Изменить размер шрифта - +
Тут и горе, и бедность, и лохмотья, и голод являются на сцену, тут и песни о том, что пришло время антихристово, потому что

 

         Власы, бороды стали брити,

         Латынскую одежду носити…[23 - Цитата из духовного стиха, приведенного в «Губернских очерках» в разделе «Богомольцы, странники и проезжие».]

 

Но эти бедные, невежественные странники, эти суеверные крестьянки возбуждают в нас не насмешку, не отвращение, а жалость и сочувствие. Становится грустно, как послушаешь толки женщин о предстоящем им переселении по-за Пермь, в сибирские страны. Жалко старого места, жалко родительские могилки оставить, но что делать? Житье-то плохое на старом месте: земля – тундра да болотина, семья большая, кормиться нечем и подати взять неоткуда. А в сибирской стороне, говорят, и хлеб родится, и скотина живет… Вздыхают собеседницы, и разговор, по-видимому, стихает. Но, – продолжает г. Щедрин, —

 

 

 

Этой боли сердечной, этой нужде сосущей, которую мы равнодушно называем именем ежедневных, будничных явлений, никогда нет скончания. Они бесконечно зреют в сердце бедного труженика, выражаясь в жалобах, всегда однообразных и всегда бесплодных, но тем не менее повторяющихся беспрерывно, потому что человеку невозможно не стонать, если стон, совершенно созревший без всяких с его стороны усилий, вылетает из груди.

 

– Так-то вот, брат, – говорит пожилой и очень смирный с виду мужичок, встретившись на площади с своим односелянином: – Так-то вот, и Матюшу в некруты сдали!

 

В загорелых и огрубевших чертах лица его является почти незаметное судорожное движение, в голосе слышится дрожание, и обыкновенный сдержанный вздох вырывается из груди.

 

– А добрый парень был, – продолжает мужичок, – как есть на свете муха, и той не обидел, робил непрекословно, да и в некруты непрекословно пошел, даже голосу не подал, как «лоб» сказали!

 

Воображению моему вдруг представляется этот славный, смирный парень Матюша, не то чтобы веселый, а скорее боязный, трудолюбивый и честный.
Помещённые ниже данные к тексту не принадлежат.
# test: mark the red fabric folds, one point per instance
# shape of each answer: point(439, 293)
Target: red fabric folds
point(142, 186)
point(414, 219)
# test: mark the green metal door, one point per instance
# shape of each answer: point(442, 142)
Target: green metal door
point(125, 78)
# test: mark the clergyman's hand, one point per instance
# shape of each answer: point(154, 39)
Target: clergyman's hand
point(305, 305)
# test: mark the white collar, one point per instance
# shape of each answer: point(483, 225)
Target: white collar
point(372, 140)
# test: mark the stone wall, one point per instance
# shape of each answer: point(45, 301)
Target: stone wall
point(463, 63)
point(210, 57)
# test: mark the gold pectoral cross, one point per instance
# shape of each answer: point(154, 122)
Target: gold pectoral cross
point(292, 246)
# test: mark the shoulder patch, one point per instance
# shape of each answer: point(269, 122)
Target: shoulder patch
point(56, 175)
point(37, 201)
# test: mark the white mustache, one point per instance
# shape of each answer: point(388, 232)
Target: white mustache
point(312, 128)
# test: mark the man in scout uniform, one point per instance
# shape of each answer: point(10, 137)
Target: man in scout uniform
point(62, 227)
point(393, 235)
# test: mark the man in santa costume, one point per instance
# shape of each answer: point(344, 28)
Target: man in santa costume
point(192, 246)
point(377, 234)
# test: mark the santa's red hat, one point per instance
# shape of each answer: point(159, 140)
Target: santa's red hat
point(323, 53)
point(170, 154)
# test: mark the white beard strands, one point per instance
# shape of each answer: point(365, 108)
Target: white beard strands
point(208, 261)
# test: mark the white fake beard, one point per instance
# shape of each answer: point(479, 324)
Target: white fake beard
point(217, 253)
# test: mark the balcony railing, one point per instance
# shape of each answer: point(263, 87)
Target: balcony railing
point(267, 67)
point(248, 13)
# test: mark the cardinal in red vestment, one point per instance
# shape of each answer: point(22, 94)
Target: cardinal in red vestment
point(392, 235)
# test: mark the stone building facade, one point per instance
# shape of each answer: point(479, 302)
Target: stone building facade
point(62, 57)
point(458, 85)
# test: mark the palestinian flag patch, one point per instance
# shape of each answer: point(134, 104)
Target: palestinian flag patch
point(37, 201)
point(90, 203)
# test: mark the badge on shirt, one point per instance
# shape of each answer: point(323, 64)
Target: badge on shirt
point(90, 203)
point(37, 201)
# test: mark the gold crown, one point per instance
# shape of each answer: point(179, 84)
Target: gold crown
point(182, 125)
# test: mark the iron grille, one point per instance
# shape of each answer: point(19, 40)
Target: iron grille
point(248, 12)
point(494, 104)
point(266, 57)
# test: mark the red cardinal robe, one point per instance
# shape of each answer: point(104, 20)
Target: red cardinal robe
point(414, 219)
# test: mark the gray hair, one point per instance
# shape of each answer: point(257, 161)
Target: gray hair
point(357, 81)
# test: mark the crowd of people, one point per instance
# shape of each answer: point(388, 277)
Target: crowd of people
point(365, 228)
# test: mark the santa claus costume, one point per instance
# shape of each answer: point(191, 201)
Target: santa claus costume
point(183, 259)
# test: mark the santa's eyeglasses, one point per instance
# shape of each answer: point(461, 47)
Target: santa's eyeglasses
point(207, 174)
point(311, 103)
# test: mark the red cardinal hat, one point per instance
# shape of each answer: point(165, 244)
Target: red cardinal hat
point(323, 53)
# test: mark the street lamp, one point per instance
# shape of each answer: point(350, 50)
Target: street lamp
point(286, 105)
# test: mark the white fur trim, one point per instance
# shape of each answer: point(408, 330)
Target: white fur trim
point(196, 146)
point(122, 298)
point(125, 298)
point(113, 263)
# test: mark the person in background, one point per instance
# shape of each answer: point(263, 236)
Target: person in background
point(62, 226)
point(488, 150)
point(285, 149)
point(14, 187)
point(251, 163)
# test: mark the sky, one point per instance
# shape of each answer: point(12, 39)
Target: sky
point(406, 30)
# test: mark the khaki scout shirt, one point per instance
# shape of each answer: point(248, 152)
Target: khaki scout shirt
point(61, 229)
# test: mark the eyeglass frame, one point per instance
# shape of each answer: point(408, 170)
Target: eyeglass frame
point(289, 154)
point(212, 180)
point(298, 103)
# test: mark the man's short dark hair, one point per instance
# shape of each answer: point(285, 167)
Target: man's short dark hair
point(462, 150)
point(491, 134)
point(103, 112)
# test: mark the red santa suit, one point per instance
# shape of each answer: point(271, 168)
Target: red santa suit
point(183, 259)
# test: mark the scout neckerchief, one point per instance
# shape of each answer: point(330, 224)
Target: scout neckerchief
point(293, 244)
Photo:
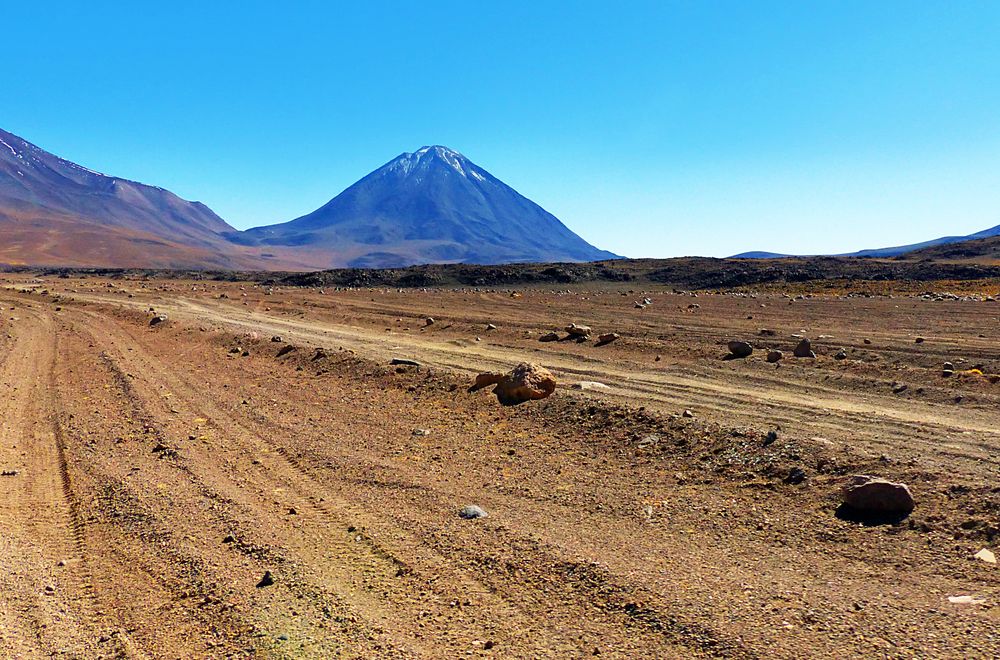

Я вижу его за сохой, бодрого и сильного, несмотря на капли пота, струящиеся с его загорелого лица; вижу его дома, безропотно исполняющего всякую домашнюю нужду; вижу в церкви божией, стоящего скромно и истово знаменающегося крестным знамением;, вижу его поздним вечером, засыпающего сном невинным после тяжкой дневной работы, для него никогда не кончающейся. Вижу я старика отца и старуху мать, которые радуются, не нарадуются на ненаглядное детище; вижу урну с свернутыми в ней жеребьями, слышу слова: «лоб», «лоб», «лоб»…

 

– Что ж, помолиться, что ли, ты пришел, дядя Иван? – спрашивает у мужичка его собеседник.

 

– Да, вот к угоднику… Помиловал бы он его, наш батюшка! – отвечает старик прерывающимся голосом. – Никакого то есть даже изъяну в нем не нашли, в Матюше-то; тело-то, слышь, белое-разбелое, да крепко таково…

 

И вся эта толпа пришла сюда с чистым сердцем, храня во всей ее непорочности душевную лепту, которую она обещала повергнуть к пречестному и достохвальному образу божьего угодника. Прислушиваясь к ее говору, я сам начинаю сознавать возможность и законность этого неудержимого стремления к душевному подвигу, которое так просто и так естественно объясняется всеми жизненными обстоятельствами, оцепляющими незатейливое существование простого человека (т. III, стр. 152–154).

 

 

Мы остановимся здесь, под влиянием этого трогательного чувства.